People are impatiently checking their phones, cocking their heads and standing on their tip-toes to see why the line isn't moving. Funny, because the Global Entry line is already one-tenth the wait of the regular line, but human nature is such that we always want to optimize further.
As I am standing there, a Delta pilot finished at one of the machines with his paper and I let him cut. I am holding a saxophone case and he turns around and says, "is that an instrument?"
"Saxophone"
"I played when I was a kid ... it's tough."
I said, "well if it were easy everyone would do it probably."

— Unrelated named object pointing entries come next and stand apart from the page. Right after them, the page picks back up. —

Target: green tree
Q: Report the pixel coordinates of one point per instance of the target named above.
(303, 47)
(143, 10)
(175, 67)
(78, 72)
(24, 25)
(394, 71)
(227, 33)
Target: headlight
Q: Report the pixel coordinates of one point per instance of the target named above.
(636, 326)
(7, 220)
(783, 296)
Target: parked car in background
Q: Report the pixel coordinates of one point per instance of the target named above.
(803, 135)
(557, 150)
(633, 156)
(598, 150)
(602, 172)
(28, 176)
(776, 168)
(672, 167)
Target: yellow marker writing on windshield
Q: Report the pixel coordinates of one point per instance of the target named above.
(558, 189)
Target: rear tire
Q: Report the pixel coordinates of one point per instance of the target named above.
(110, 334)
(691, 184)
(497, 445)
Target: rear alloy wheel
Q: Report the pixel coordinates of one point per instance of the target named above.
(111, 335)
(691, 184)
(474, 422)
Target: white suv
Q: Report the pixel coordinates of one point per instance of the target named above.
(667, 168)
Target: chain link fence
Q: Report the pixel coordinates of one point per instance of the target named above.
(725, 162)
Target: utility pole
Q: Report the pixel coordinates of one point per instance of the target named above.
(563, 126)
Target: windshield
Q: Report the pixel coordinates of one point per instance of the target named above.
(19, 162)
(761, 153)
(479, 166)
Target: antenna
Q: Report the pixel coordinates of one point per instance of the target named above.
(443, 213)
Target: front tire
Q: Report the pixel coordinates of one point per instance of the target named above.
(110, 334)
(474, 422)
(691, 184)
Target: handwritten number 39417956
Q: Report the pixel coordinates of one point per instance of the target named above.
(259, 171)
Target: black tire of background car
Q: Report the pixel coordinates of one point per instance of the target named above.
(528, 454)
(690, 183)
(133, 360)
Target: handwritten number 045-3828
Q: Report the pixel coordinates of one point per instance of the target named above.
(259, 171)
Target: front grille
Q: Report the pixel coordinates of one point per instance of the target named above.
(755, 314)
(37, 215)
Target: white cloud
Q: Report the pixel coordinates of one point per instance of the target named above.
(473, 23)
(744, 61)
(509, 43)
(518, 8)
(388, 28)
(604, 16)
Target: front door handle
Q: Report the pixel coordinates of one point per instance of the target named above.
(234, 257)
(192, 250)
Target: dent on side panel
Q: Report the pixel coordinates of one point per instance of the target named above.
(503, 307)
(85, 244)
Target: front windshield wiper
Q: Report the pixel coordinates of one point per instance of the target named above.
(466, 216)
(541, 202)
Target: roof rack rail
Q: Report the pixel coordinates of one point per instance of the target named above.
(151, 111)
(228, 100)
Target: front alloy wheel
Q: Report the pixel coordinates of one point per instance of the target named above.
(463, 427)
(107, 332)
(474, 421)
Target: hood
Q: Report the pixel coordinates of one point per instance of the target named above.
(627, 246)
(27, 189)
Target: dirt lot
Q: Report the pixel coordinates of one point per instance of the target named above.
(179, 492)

He asked if I was in a band and I said I traveled with one.
"ahh that's cool."
I said, "the shows are fun, the travel is hard."
He laughed. He is a pilot, so he knows a thing or two about travel.
I said, "we do the shows for free, we get paid to travel. Probably the same as you ... you'll fly the planes for free, the hard part is the travel."
He laughed again and then the line opened and we went through.
In my mind, the nonsense of being a pilot is the security lines, shuttles, hotel check-ins, continental breakfasts, etc. Getting to the cockpit where he can sit behind the controls and flip the switches is the fun part.
We do the shows for free, we get paid to travel. Pilots fly the planes for free, they get paid to travel. Chefs will cook for free, they get paid to manage the kitchen. River guides will raft for free, they get paid to take out tourists. Photographers will shoot for free, they get paid to deal with clients. Etc.
*************************
Julio Cortázar, the Argentinian-born writer, and 1960's Parisian flâneur, had an excerpt from his novel Hopscotch that went:
I do not believe the firefly gets any great satisfaction from the incontrovertible fact that he is one of the most amazing wonders on this circus, and yet one can imagine a consciousness alert enough to understand that every time he lights his belly this light-bearing bug must feel some inkling of privilege.Privilege is key. There are certain parts of certain jobs that are a privilege, that offer an inherent satisfaction that the person is doing something not everyone gets to do. Finding those moments is key. Therein lies the joy of work. You shouldn't try too hard to find them, they come naturally, and if you look too hard you'll miss them.
Imagine flipping the switches of a Boeing 777 before take off, the industrial click. And that feeling in your stomach when the wheels lift off the ground. Just that one second. It's instant, like the glow of a firefly. That's the privilege that makes all the nonsense of travel worth it.